È così che si uccide

zilahyMi domando perché ci si affezioni così tanto ai “detective”. Forse perché sono coraggiosi, anche quando mostrano il proprio animo addolorato. Forse banalmente perché vorremmo essere come loro: lucidi e intelligenti oltre ogni addoloramento d’animo. O magari perché conducono una vita così pericolosa che sapendo che potrebbero restarci secchi da un momento all’altro ci fa tenere il fiato in sospeso per loro. Perché vederli sempre così vicini alla morte ce li fa istintivamente tenere anche vicini al cuore. Resta il fatto che sono sempre più convinta che le serie siano nate per permetterci di non staccarci dal nostro personaggio preferito: le serie nascono per tenere in vita i “detective”. Ce n’è tutta una famiglia: Sherlock Holmes e Poirot, Duca Lamberti, Montalbano fino a Alice Allevi e da oggi anche Enrico Mancini ne fa parte, tra i suoi nuovi membri acquisiti. Mi è impossibile infatti pensare che non ci sarà una nuova indagine per il commissario, profiler romano specializzato a Quantico, e per la sua squadra – con Cate pronta per diventare parte della scientifica, il professor Biga, il cinismo nerd di Rocchi e il sorriso buono di Walter.

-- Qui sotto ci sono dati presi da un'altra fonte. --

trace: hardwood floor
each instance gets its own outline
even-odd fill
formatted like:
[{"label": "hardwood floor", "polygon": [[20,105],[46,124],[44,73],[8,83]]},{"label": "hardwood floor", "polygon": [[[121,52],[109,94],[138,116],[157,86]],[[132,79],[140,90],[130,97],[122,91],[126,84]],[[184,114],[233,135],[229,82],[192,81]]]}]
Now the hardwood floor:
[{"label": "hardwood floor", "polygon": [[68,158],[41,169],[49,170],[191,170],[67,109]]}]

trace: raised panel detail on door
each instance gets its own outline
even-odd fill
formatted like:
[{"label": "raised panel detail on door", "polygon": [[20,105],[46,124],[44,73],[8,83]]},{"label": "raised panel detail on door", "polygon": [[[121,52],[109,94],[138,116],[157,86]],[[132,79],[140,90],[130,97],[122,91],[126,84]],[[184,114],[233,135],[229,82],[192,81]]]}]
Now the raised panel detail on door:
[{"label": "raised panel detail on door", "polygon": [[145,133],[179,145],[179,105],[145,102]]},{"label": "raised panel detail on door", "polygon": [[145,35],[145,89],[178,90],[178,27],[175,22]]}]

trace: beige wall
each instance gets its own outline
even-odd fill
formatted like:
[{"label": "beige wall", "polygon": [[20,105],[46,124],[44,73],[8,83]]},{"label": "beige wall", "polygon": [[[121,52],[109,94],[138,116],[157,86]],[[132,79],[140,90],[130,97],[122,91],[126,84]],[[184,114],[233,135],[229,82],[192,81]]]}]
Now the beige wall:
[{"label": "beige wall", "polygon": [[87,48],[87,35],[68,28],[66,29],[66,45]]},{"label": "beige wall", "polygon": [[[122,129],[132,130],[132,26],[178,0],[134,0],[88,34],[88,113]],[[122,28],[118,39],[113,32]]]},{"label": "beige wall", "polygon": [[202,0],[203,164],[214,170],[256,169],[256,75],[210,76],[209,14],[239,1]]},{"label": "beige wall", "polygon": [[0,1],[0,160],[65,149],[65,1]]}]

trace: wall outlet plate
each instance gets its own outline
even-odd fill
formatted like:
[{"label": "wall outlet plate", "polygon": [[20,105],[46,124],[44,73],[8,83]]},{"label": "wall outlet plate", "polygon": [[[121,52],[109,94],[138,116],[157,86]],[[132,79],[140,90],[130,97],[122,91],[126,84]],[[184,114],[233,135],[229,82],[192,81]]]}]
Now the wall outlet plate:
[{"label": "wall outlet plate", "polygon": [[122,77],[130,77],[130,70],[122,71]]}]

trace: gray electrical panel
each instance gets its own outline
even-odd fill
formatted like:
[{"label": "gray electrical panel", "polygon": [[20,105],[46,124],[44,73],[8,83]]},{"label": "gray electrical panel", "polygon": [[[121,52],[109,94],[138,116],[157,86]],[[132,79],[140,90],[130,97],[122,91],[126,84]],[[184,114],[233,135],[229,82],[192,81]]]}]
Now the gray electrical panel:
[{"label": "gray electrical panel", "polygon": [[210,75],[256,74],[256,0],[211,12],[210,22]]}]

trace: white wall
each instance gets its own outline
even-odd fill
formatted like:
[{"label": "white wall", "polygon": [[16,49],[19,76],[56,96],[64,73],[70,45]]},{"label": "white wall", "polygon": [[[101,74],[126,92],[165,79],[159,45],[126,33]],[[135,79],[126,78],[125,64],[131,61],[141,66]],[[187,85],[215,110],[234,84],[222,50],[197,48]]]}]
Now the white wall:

Non riesco a immaginare che non ci sia un seguito perché il Commissario Mancini non è un eroe che combatte contro il crimine. Enrico Mancini è un professionista, ma i suoi nemici non sono i serial killer: quelli sono degli enigmi che lui è più bravo di altri a risolvere. I nemici di Mancini sono la mediocrità e la burocrazia, campi in cui il suo superiore Gugliotti invece prospera. Mancini non lavora per sconfiggere l’ingiustizia e la malvagità. Lavora perché è costretto, così come è costretto a fare i conti con il proprio dolore, con l’ingiustizia e la malvagità che gli hanno strappato quello che aveva di più caro. Per questo non può non esserci un seguito. E perché non voglio credere che non rileggerò più di Roma così come la racconta Zilahy. Tra i relitti del suo passato, mastodonti di pietra e di acciaio, cattedrali abbandonate che creano interstizi tra cui le persone si infilano e si perdono. E quando vengono ritrovate, beh: non sono in buono stato. Una Roma piovosa, ammuffita, che puzza di acqua marcia, che vale la pena di leggere anche solo per gioire di quanto è bravo Zilahy a tirare fuori con poche parole gli odori dalle pagine. Altro che il profumo della carta.